There's little to no chance we get anything. The best we can hope for is a "split the baby" decision. The latitude given to arbitrators is criminal IMHO.
#854
#857
this is a very good point. I laugh at all the guys on here who think we have leverage. We have a little leverage right now, while there is a chance to save our summer, How much leverage will we have after Delta drops to the bottom in reliability and we are making way less money than UAL. As someone said on FB a while back…the best leverage we have at the negotiating table is a financially healthy Delta. That is disappearing quickly. Let’s see what an arbitrator thinks of Auto Accept in two years.
Completion factor is suffering by the way. The flights operating (95% of our flights) are leading the industry on on-time performance (vast majority of our passengers aren’t seeing anything wrong). There will be no negative impact to profit due to this CF issue. It’s a metric management clearly wants to correct asap, but to pretend it’s anything but leverage for pilots is hilarious.

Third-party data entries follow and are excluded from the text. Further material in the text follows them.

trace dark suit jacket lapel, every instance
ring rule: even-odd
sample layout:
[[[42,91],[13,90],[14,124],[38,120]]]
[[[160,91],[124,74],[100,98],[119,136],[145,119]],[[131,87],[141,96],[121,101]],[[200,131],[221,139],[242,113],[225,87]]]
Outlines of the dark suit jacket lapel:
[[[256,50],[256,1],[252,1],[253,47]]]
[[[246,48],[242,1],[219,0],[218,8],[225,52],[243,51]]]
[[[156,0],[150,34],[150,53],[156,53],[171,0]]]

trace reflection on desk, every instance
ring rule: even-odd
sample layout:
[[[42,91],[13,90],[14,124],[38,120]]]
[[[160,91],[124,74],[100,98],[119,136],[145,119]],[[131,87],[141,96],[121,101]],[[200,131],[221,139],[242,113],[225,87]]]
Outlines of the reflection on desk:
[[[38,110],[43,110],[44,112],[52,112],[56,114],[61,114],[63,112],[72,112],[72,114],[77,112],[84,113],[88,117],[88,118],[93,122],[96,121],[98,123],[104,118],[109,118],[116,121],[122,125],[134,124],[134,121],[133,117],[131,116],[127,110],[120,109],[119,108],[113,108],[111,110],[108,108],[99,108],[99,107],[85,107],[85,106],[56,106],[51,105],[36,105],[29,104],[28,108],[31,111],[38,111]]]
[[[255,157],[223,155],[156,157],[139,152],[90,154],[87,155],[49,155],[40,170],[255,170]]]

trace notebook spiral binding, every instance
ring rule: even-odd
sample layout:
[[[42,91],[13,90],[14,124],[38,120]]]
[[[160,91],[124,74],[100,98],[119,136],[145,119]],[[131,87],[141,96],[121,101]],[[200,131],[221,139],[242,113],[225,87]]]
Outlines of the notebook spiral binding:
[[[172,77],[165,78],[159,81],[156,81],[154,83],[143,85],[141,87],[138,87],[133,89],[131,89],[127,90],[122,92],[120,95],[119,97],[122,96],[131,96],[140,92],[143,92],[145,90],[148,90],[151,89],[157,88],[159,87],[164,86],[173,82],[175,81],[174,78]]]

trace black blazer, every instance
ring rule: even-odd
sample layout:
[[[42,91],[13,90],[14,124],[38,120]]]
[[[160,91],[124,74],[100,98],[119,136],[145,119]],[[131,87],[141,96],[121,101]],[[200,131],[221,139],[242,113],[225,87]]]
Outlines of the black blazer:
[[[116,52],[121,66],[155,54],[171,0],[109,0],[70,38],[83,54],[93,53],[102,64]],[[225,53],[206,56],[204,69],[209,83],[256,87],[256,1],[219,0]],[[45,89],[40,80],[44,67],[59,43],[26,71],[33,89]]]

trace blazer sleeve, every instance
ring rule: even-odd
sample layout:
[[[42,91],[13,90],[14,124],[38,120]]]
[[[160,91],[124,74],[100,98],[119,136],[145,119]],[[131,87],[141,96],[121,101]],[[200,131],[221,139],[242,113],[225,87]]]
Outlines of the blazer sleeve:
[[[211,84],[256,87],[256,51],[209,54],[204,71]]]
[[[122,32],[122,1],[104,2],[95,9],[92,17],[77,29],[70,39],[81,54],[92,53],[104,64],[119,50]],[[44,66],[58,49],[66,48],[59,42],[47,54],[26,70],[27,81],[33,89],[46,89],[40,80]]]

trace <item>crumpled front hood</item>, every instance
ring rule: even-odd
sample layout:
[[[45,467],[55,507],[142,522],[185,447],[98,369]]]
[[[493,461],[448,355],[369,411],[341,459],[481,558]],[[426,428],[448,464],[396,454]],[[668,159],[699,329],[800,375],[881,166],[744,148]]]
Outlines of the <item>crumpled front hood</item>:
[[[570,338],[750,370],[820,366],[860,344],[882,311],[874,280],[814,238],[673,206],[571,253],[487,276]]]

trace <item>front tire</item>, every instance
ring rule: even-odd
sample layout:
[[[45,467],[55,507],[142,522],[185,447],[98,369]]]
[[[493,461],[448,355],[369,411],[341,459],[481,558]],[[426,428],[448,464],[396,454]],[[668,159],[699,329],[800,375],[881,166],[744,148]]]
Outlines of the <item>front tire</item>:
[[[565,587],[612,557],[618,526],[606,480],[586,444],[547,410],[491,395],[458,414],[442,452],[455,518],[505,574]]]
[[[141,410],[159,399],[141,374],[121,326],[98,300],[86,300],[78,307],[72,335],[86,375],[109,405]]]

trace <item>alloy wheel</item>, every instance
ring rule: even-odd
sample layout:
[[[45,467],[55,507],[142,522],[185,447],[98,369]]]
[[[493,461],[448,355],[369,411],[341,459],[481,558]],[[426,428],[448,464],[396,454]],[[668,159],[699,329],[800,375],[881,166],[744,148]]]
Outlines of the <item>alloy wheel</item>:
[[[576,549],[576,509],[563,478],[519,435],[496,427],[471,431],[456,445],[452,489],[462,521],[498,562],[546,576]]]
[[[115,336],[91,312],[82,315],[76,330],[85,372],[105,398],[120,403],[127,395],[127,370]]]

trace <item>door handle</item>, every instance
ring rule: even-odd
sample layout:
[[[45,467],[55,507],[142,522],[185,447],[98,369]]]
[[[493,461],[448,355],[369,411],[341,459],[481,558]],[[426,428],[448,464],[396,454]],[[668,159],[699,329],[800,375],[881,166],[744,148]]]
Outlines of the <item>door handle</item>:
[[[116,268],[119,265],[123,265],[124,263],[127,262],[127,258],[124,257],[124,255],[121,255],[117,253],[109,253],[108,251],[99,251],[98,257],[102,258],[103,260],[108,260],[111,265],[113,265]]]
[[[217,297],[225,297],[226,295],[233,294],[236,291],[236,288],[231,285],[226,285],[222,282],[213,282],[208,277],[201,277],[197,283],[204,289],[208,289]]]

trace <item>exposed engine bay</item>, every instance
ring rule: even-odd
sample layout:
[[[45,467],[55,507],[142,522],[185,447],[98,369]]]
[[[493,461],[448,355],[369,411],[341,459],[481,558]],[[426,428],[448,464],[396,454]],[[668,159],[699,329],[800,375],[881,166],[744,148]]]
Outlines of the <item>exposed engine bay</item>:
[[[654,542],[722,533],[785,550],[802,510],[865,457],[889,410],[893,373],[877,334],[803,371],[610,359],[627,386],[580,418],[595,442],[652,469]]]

In fact., will likely end the year with record revenue and since Delta is best positioned in this economic environment our profit gap will widen between DL and UA. United still has a two labor group contracts to go, SFO, ORD, and EWR are FAA constrained, they have no fortress hubs to control pricing power, and they have no ancillary revenue income via non-aircraft associated stream like MRO or refinery + their JV/CC revenue streams are much weaker. This is why they’re cutting more flying, slowing hiring, and ramping up the old jet retirements. Personally, very excited to see UA lose ground in Q2 and beyond when so many of you think differently.
This Summer will be a **** show guaranteed, but it will not meaningfully affect the bottom line. Delta is in by far the best position to weather this environment due to its revenue streams and disciplined growth past few years. Pilot group, again, has a ton of leverage with Delta’s economic health showing no signs of weakening. Meanwhile, UA labor groups continue to go without raises while Delta employees get a 5th raise in years before United groups get anything.
#858
“Past practice” and “racketeering” in the legal profession are what’s known as “terms of art.”
Terms of art aren’t limited to the legal profession.
“Squawk”, “deadhead”, “clean”, “dirty” are examples in the pilot profession that mean one thing to the general public but something completely different to a professional aviator.
Anytime I recognize a phrase as being a TOA in the legal world, I shrug my shoulders and wonder what it really means in its narrow context, because I’m not an attorney, and I doubt most here are either.
Terms of art aren’t limited to the legal profession.
“Squawk”, “deadhead”, “clean”, “dirty” are examples in the pilot profession that mean one thing to the general public but something completely different to a professional aviator.
Anytime I recognize a phrase as being a TOA in the legal world, I shrug my shoulders and wonder what it really means in its narrow context, because I’m not an attorney, and I doubt most here are either.